Durante a visita aos grandes produtores da região, tive o privilégio de provar vinhos de exceção. Fiquei particularmente impressionado com a competência e o entusiasmo dos maîtres de chai (mestres de adega), que explicavam com detalhe e paixão as suas escolhas na mistura de castas o famoso blending procurando sempre alcançar equilíbrio, profundidade e distinção.

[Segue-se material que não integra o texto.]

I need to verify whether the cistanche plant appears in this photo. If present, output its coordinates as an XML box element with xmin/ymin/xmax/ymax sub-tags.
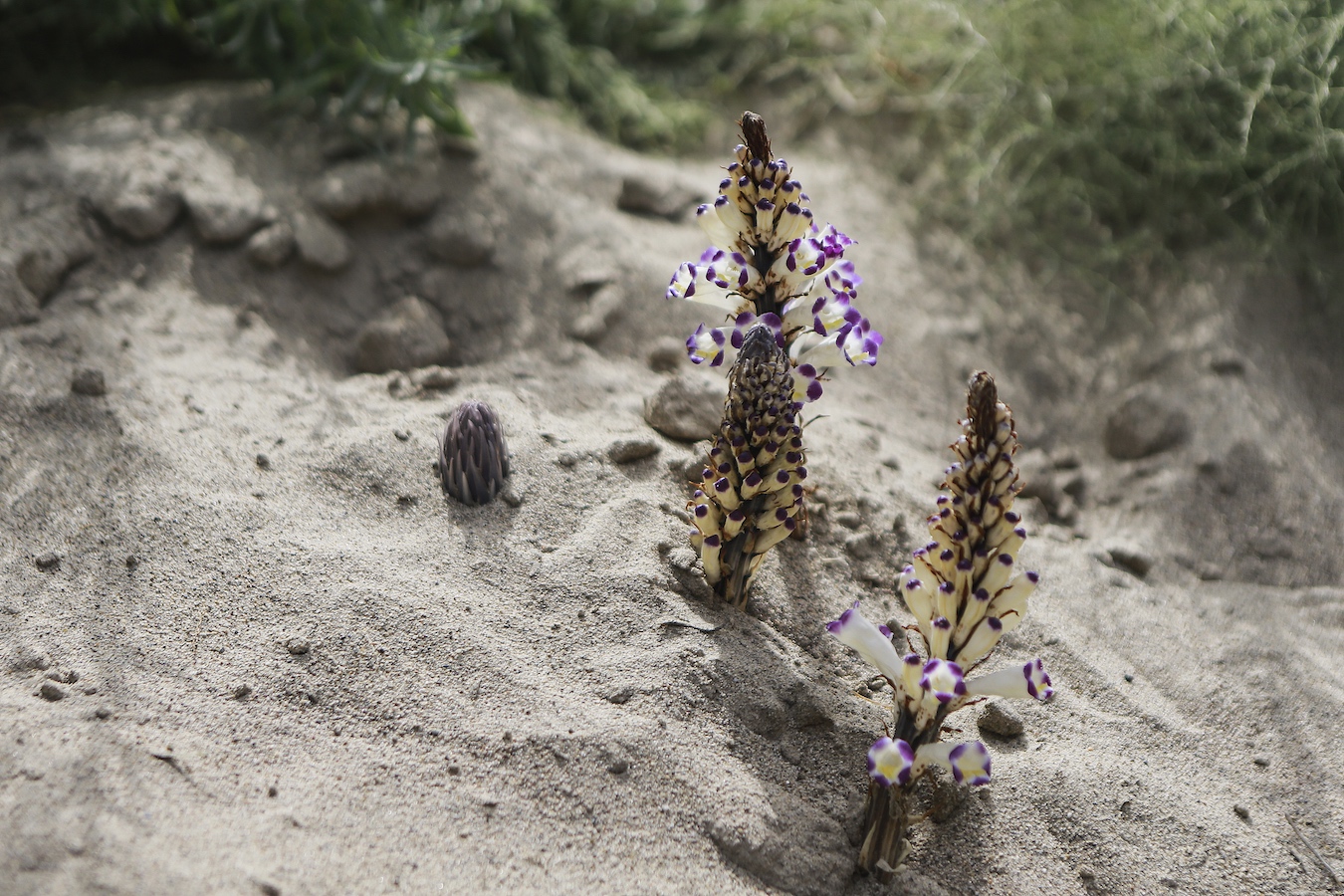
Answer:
<box><xmin>667</xmin><ymin>112</ymin><xmax>882</xmax><ymax>607</ymax></box>
<box><xmin>826</xmin><ymin>372</ymin><xmax>1053</xmax><ymax>878</ymax></box>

Curiosamente, apesar das explicações entusiásticas e muito bem construídas, confesso que, após várias provas comparadas, as diferenças entre vinhos da mesma gama me pareceram mínimas. Todos eram excelentes. O que verdadeiramente mudava era a história contada. Cada casa apresentava o seu património, o seu brasão, as suas lendas, o rótulo desenhado com esmero, a paisagem envolvente, o tom de voz do anfitrião.
Percebi, então, que o consumidor global não compra apenas o vinho. Compra o contexto, a memória, o prestígio. Compra a cultura. Um marketing subtil, eficaz e refinado com o qual Portugal, à época, pouco podia competir.

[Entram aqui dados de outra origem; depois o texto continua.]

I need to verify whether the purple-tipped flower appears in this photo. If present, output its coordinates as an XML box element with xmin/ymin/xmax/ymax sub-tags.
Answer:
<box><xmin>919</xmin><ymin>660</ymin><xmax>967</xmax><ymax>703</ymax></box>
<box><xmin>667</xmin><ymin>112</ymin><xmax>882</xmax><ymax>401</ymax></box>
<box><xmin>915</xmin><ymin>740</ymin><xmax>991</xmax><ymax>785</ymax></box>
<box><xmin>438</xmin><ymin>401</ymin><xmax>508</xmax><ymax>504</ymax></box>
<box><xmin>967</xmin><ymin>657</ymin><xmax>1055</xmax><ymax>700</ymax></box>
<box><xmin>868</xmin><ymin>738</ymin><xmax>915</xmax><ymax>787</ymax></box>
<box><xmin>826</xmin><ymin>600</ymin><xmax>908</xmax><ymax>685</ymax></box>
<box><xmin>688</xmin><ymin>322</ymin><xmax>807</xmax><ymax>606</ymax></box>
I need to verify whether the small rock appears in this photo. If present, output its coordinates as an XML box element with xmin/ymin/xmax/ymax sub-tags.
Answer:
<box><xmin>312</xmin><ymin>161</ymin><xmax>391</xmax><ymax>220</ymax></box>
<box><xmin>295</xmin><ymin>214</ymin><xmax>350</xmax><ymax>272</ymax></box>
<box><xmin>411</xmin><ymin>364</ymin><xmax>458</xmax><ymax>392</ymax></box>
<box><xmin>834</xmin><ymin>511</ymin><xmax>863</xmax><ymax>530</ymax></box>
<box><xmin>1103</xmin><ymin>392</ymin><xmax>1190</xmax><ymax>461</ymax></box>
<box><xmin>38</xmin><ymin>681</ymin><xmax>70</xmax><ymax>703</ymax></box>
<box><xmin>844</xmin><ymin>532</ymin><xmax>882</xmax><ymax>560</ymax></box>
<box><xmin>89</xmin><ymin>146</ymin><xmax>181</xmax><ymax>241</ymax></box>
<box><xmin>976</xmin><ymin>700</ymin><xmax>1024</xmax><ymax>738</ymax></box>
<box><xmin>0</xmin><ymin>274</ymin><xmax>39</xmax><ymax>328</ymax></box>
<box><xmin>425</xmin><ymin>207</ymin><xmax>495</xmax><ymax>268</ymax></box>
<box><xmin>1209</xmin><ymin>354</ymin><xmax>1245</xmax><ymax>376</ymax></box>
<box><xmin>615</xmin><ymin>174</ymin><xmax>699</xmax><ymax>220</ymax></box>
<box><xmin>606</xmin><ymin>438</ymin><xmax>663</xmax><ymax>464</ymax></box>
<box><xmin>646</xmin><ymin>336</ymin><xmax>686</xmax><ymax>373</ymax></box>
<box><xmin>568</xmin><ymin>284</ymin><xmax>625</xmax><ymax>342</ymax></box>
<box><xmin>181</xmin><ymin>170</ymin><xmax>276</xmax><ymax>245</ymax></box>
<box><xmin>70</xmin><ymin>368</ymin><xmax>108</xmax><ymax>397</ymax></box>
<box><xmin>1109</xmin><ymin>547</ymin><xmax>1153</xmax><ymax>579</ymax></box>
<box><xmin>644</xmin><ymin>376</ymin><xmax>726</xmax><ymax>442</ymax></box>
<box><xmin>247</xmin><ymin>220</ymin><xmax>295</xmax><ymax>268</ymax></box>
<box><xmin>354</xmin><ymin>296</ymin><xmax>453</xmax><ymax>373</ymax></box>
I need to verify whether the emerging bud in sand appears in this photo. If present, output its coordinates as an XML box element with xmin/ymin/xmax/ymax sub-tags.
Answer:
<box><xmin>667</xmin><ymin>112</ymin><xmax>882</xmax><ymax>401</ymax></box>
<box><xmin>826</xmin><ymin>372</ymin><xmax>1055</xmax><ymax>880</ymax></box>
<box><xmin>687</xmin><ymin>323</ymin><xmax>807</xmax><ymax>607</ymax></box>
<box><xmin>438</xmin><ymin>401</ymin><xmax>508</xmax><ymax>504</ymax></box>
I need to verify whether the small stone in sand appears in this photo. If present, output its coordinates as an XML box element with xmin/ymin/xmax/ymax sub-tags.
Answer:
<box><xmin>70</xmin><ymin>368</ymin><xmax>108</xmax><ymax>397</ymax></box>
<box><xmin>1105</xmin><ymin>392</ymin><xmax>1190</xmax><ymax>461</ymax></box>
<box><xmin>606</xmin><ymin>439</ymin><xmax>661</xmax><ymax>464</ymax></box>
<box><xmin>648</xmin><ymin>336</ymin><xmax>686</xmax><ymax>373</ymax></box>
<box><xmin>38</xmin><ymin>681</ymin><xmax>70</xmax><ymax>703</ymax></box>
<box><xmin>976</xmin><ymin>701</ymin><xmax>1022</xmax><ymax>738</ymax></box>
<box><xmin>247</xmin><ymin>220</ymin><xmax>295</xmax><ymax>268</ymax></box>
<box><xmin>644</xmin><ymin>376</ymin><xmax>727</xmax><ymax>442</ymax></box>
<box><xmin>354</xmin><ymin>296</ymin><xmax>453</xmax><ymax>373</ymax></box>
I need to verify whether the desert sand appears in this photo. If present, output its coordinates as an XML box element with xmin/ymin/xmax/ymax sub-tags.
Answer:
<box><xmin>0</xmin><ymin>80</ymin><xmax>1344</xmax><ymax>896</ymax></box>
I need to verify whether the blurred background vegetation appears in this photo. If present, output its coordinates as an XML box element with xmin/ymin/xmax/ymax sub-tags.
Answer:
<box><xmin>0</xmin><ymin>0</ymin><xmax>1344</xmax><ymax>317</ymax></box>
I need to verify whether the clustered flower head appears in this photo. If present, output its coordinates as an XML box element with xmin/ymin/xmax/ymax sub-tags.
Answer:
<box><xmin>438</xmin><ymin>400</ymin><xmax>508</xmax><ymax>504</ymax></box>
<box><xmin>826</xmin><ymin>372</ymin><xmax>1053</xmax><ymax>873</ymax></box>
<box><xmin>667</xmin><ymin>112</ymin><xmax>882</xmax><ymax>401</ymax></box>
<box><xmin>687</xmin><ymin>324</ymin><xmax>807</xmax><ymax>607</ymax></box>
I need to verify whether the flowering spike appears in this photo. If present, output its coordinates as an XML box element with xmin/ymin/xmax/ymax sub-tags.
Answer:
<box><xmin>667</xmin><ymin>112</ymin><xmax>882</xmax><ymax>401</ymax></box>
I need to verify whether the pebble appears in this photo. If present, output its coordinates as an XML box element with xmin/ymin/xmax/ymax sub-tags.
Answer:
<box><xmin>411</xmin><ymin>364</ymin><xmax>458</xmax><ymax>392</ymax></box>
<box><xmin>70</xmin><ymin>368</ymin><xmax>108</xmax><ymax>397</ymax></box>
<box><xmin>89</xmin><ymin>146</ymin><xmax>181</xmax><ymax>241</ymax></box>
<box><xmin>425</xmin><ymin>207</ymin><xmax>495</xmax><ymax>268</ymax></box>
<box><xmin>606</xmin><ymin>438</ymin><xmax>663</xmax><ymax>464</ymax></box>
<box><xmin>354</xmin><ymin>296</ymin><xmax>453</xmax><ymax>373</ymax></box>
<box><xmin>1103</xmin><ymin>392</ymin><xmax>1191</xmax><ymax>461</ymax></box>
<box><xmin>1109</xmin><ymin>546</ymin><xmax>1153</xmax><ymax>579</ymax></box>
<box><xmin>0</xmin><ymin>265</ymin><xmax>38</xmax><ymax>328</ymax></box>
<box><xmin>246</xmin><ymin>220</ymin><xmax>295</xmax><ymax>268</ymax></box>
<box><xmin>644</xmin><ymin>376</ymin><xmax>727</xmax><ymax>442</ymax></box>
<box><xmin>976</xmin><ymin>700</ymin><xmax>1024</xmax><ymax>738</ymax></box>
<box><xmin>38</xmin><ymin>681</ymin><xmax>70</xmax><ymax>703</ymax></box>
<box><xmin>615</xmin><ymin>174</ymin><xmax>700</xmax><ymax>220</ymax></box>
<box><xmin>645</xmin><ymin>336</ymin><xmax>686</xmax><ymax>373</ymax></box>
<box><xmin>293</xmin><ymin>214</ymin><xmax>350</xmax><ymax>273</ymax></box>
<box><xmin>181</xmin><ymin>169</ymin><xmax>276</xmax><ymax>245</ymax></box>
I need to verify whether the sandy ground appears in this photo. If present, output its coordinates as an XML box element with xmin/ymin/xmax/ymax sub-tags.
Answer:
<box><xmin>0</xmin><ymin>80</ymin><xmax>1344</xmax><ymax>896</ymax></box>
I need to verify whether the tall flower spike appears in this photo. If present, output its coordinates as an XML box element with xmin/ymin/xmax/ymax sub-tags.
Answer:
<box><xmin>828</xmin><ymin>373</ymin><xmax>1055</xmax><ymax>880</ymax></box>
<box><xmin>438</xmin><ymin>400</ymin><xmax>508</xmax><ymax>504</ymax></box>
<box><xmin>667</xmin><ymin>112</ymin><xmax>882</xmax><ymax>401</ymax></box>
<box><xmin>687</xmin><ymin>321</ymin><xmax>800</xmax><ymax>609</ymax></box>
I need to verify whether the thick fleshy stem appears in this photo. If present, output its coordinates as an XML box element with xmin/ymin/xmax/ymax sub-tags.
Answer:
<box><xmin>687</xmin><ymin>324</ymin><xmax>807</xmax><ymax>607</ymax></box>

Anos depois, ao regressar a Portugal e acompanhar a evolução do setor, fui constatando com satisfação uma transformação profunda. Para além do Douro cuja tradição remonta ao Marquês de Pombal, com a criação da primeira região demarcada do mundo, outras regiões foram sendo redescobertas, valorizadas e internacionalizadas. Alentejo, Dão, Bairrada, Tejo, Setúbal, e mais recentemente os vinhos do Pico ou de Trás-os-Montes, afirmaram-se com identidade própria.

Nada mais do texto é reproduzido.